The trust score of a candidate webpage may be a keyword-independent
value based on the external webpages that point to the candidate
webpage or its domain. For example, a candidate webpage that is
linked to from several known reputable webpages may be presumed to
be a trusted webpage. On the other hand, a candidate webpage that
is linked to only by unknown or disreputable webpages, such as
those associated with spammers, may be assigned a low trust score
by a ranking entity. Similarly, a ranking entity may have assigned
an "authority" score to the candidate webpage. The authority score
of a candidate webpage may be a keyword-independent value based on
the number and quality of links on external webpages that point to
the candidate webpage or its domain. For example, a candidate
webpage that is linked to by several external webpages may be
presumed to be an authority on its particular topic due to its
popularity.
[0110] Such ranking scores may be available on a subscription,
paid, and/or free basis, and may be available for download via FTP,
HTTP, or other protocol from third parties such as ranking
entities. In some embodiments, ranking scores may be accessible
through use of a software API. Several ranking scores are known in
the art and provided by commercial entities. The ranking scores may
be provided for both the specific candidate webpage as well as the
domain of the candidate webpage. For example, seoMoz's Linkscape
service offers rankings including Page mozRank (similar to the
concept of Google's PageRank), Domain mozRank, Page mozTrust, and
Domain mozTrust. Aggregate scores that combine one or more rankings
on different factors may be available. For example, the Linkscape
tool provides an importance-like ranking called Domain Authority
that is an aggregation of Domain mozRank, Domain is mozTrust, and
other factors.
[0111] Other information may be obtained over the network from
other sources. For example, information about the registration
status of the domain name associated with the candidate webpage may
be accessed from a domain registration service, such as WHOIS.

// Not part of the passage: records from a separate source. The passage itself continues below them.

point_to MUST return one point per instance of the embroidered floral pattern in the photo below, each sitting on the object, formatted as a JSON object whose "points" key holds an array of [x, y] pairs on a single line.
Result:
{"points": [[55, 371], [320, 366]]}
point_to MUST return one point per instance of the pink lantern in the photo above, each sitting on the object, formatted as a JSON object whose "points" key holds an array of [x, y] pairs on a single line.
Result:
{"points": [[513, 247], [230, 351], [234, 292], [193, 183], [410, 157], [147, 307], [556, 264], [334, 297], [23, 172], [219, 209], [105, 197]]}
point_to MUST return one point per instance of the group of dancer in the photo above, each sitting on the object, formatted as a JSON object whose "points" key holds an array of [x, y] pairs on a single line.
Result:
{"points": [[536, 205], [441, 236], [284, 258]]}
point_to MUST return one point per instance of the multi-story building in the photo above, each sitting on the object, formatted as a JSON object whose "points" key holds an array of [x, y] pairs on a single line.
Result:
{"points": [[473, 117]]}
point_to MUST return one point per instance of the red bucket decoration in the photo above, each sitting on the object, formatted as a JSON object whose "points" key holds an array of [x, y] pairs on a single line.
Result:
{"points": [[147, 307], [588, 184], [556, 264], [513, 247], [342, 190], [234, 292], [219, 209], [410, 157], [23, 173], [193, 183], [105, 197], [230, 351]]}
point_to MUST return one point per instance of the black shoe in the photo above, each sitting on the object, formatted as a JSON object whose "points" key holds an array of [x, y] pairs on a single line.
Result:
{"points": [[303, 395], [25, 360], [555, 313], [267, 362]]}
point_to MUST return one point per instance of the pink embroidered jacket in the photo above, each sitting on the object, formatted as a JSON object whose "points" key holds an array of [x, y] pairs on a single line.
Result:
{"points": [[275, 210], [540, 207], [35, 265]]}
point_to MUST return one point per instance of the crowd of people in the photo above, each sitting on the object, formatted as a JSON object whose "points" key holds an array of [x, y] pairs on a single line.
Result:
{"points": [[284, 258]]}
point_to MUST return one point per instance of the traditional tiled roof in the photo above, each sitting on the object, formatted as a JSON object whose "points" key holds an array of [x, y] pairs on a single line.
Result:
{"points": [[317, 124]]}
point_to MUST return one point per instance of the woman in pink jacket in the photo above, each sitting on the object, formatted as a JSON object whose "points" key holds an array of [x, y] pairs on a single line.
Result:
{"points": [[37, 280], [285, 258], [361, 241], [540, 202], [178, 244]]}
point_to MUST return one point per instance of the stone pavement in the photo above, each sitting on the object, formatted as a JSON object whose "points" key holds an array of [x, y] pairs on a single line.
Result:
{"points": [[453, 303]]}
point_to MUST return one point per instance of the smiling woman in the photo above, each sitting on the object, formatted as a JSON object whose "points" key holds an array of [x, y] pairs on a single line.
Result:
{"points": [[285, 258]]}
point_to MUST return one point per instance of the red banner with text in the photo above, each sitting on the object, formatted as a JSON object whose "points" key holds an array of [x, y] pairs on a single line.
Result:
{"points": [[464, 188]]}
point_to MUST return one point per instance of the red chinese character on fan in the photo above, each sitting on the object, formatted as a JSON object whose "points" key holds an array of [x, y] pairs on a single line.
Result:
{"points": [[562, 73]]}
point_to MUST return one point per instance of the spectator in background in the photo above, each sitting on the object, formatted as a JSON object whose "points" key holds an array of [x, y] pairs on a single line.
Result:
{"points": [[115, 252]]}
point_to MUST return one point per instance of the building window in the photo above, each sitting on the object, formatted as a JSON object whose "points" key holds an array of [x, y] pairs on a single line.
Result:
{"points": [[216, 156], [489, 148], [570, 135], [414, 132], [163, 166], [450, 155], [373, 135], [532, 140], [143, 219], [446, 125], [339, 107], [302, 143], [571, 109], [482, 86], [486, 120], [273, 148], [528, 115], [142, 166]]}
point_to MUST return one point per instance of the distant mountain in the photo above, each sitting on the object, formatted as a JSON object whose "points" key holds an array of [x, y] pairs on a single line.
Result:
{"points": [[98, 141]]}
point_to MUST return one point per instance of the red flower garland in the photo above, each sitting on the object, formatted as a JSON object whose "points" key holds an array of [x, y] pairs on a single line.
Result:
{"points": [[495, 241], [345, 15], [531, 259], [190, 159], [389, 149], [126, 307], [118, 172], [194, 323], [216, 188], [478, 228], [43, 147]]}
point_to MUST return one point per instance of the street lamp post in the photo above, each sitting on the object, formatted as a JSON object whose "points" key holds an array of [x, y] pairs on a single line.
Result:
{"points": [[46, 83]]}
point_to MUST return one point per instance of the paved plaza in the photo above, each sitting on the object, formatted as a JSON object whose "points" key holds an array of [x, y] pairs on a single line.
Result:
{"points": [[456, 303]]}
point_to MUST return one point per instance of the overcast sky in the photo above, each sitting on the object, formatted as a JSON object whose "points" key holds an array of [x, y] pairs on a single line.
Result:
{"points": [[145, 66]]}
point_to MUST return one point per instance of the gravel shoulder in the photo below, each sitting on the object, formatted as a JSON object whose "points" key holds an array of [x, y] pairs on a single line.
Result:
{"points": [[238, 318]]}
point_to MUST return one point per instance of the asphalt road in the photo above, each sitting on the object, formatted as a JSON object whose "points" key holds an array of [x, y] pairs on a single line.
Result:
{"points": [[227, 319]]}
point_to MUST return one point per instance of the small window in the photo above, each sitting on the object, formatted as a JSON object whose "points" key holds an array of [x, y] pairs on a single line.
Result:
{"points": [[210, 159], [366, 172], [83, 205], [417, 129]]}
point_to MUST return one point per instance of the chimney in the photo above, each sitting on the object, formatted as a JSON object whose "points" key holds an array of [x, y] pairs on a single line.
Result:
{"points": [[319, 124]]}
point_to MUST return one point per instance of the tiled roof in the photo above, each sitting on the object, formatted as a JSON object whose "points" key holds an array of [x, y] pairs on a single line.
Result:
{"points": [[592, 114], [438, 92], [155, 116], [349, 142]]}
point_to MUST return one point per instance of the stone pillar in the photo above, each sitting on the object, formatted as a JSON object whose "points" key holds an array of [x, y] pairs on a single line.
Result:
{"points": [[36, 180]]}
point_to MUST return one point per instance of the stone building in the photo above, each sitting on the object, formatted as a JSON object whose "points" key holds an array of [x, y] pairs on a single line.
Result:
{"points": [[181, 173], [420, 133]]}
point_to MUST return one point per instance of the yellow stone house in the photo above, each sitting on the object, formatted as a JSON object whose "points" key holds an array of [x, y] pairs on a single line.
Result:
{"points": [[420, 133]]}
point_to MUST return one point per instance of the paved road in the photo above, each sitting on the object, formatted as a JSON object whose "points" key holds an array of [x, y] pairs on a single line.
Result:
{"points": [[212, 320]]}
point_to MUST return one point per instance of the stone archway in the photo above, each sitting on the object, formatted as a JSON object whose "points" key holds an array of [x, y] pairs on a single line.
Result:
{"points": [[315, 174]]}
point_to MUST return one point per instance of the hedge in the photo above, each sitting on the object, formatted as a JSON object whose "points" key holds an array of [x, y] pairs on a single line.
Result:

Information such as the "age" of the domain registration (i.e., the
amount of time since the domain was first registered to the present
owner) may be determined Likewise, the amount of time remaining
until the domain name registration expires may be determined. This
information may be useful because search engines may assign a
higher importance to webpages at domains that have been or will be
registered for a relatively long time. Webpages created for the
purpose of hosting only advertisements are often registered for
very short periods of time, such as a year or less. Therefore, a
webpage that is registered for a longer period of time is less
likely to be penalized by search engines for only hosting
advertisements.
[0112] Other data sources may be accessed to obtain information
about the candidate webpage. For example, a newswire or other
service may be referenced to determine when the most recent press
release referencing the candidate webpage was accessed.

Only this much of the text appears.